The example I share is a Mass Disconnect of users. This means many users were suddenly disconnected at the same time, causing disruption at work and complain to IT.
Mass disconnect can certainly happen, and Horizon View Event Database records that. You will see the string “has disconnected from machine” in the View Event DB. Here is one such example. In this case, I’ve filtered to a particular user.
The first challenge is Horizon View Event does not distinguish between abnormal disconnect and normal disconnect. You will see many such string in the event DB. It is difficult to analyse in large environment as you cannot visualise.
Yes, see the example below.
I queried the same string. With Log Insight, I can query all the View Connection Server, not just one at a time. That’s another benefit of Log Insight.
From the above, you can see clearly that the string happens many times. I plotted for 5 days, and we can see the pattern matches the working hours. So how do we see an abnormal one since the log does not distinguish it?
The mass disconnect means it hit many users at one shot. Within 1 minute, you will see many users hit. Log Insight enables us to zoom. As you can see below, I zoomed into 5 seconds and we can see there is a mass disconnect event within that 60 seconds.

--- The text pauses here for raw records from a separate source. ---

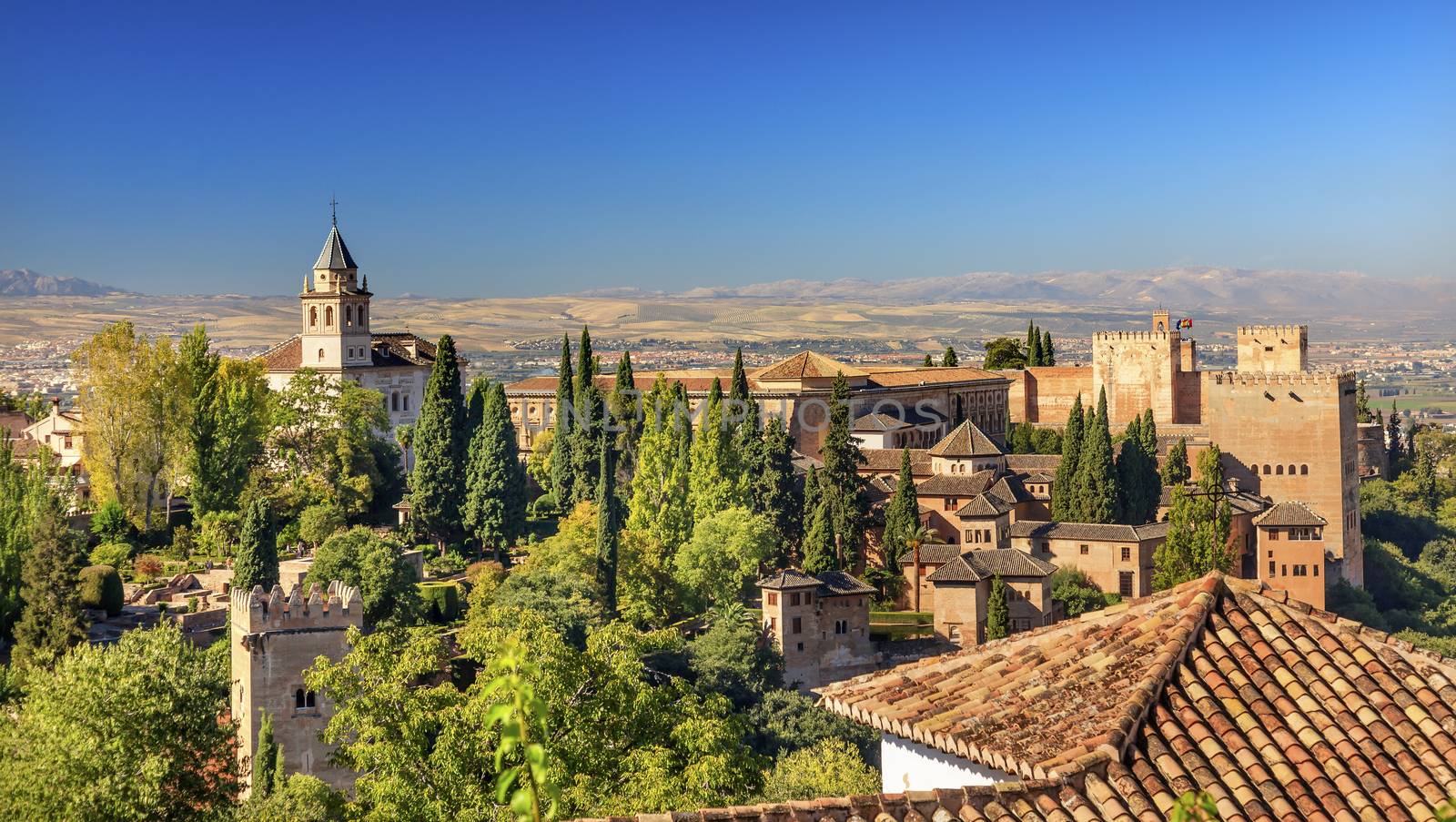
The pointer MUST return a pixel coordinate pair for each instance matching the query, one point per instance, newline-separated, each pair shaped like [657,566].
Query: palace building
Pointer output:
[339,340]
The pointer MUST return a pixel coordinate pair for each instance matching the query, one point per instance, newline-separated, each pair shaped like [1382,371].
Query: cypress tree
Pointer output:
[776,492]
[1063,485]
[1097,477]
[495,480]
[608,525]
[902,516]
[1176,468]
[562,461]
[997,615]
[255,562]
[437,484]
[266,759]
[586,449]
[51,621]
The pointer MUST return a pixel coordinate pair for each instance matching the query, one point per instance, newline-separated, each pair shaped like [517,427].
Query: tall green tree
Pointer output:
[1065,504]
[495,478]
[609,522]
[902,516]
[1176,468]
[437,484]
[776,492]
[713,482]
[1097,475]
[51,621]
[997,615]
[564,431]
[255,560]
[1198,523]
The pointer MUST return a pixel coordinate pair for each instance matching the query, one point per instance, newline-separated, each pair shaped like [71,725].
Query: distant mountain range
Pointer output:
[25,283]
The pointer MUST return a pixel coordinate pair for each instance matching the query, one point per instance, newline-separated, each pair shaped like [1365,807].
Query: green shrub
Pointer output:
[114,554]
[101,589]
[441,601]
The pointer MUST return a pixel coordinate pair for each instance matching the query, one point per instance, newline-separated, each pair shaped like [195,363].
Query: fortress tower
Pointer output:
[1273,349]
[274,639]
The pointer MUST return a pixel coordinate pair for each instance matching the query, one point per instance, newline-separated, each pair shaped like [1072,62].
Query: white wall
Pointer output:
[909,766]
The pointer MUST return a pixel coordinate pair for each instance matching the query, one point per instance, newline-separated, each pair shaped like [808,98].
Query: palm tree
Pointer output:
[919,535]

I masked out the user name. Yes, you can also show the user Microsoft AD ID in the table. I also masked the ESXi host. Yes, that means you can group the result by ESXi Host. An example of such chart is shown below. We can also show them by cluster.
We can also present the chart differently. In this chart, I group by ESXi, as I want to know quickly how many users were hit for each ESXi. From here I can tell it was quite well spread.
Once I know the users, we can create a custom group in vRealize Operations. This has to be done manually. It’s a one time effort, so it’s okay with me.
Once the custom group created, I can run analysis on it. For example, I can check if the disconnect were because of disk. As you can see below, the disk latency rose to 543 ms during the time of the disconnect. It’s a one time rise, and the time matches the mass disconnect time.
In vRealize Operations, we can zoom into the specific time. Here, it’s clear that it’s a one time spike.
Hope you find the example useful.